But on matters of national security, Republicans are more likely to accuse the opposition of weakness and cowardice -- whether or not the charge is justified. And it has worked for them.

*** UPDATE *** Via email, Berkeley political science professor Eric Schickler adds some important nuance. "As late as the 1950s, Democrats were pretty aggressive about capitalizing on such events -- a great example is how hawkish Democratic senators went after Ike following Sputnik, as showing we were losing the technology race to the USSR. Kennedy and a bunch of other senators argued the GOP had failed to fund defense (note Kennedy campaigned on a so-called missile gap in 1960) and science/technology. So both sides used to "play politics" with defense "crises" back then. I think it is more of a post-Vietnam phenomenon where the GOP is much more likely to take up the issue than Democrats."
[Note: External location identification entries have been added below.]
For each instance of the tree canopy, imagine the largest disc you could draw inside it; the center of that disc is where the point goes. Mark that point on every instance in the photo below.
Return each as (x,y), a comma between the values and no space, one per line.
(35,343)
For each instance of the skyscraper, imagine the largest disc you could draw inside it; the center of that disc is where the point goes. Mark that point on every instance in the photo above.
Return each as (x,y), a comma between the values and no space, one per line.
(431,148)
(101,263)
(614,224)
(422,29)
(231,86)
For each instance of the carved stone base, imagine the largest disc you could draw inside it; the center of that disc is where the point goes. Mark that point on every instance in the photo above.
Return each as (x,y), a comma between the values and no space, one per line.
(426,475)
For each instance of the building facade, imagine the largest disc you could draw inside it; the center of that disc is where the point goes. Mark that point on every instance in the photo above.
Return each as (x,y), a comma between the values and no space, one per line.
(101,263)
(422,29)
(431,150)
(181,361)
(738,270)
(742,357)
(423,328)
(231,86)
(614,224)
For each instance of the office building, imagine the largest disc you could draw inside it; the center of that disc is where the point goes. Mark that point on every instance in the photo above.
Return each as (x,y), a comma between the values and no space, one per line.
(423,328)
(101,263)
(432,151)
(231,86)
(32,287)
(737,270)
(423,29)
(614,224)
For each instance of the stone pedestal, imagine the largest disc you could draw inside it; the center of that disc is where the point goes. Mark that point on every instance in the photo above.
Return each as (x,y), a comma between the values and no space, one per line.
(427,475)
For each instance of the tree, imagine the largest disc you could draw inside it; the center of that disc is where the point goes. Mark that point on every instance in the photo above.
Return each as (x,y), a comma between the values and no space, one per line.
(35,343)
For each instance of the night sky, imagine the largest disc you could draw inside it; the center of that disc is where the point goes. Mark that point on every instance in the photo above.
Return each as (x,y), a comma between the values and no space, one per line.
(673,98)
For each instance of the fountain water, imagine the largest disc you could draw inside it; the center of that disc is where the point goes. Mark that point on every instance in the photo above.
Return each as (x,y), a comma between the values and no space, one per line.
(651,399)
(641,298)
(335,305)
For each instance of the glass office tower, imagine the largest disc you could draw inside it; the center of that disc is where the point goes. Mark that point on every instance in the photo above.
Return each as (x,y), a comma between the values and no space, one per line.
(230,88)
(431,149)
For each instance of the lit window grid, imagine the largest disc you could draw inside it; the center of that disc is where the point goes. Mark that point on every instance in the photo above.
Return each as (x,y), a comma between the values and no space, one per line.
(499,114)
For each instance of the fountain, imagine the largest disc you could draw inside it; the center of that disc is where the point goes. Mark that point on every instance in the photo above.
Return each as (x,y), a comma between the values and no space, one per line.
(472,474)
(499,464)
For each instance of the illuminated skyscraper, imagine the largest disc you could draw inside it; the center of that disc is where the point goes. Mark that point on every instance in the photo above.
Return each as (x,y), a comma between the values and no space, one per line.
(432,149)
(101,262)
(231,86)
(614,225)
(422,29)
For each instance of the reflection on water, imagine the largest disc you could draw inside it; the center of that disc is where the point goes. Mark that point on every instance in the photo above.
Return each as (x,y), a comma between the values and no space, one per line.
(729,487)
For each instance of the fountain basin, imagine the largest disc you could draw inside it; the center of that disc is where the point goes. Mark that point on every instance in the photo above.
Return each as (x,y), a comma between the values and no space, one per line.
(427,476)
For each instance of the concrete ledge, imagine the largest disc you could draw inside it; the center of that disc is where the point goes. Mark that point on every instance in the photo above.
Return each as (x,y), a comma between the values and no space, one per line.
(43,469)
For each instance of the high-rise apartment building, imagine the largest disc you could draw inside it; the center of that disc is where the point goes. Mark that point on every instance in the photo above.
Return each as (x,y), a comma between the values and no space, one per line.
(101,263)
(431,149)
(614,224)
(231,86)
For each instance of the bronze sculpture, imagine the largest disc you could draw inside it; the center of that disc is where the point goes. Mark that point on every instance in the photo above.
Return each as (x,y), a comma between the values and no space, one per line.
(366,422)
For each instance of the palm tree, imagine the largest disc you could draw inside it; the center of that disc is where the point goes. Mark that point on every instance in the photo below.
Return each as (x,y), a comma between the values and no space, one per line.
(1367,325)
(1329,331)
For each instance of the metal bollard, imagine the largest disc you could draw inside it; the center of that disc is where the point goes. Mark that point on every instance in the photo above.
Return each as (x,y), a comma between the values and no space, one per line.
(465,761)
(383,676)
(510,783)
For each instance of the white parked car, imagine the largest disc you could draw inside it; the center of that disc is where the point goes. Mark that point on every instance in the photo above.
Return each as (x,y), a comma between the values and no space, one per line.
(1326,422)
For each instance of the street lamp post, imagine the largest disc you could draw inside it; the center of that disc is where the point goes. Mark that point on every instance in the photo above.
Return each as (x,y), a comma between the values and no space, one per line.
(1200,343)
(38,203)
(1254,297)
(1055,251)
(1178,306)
More: After Vietnam, the GOP became clearly identified as the more hawkish, pro-military, "tough" party, and Democrats gained a reputation as more into diplomacy, etc. In political science terms, the GOP "owned" the issue of defense/militarism (just as Democrats "owned" Social Security). They were identified with the side that tends to win in public relations fights over the issue (seen as more competent, committed on the issue). So Democrats shied away from attacks after events such as Richard Reid, just as GOPers are ready to pounce."

*** UPDATE II *** Columbia historian Alan Brinkley also weighs in via email: "There is a long, long history of Republicans attacking Democrats on national security -- beginning ... with Yalta and has never stopped. The Democrats have never developed a similar critique of Republican national security. This has been a consistent Democratic problem, and now is certainly no exception."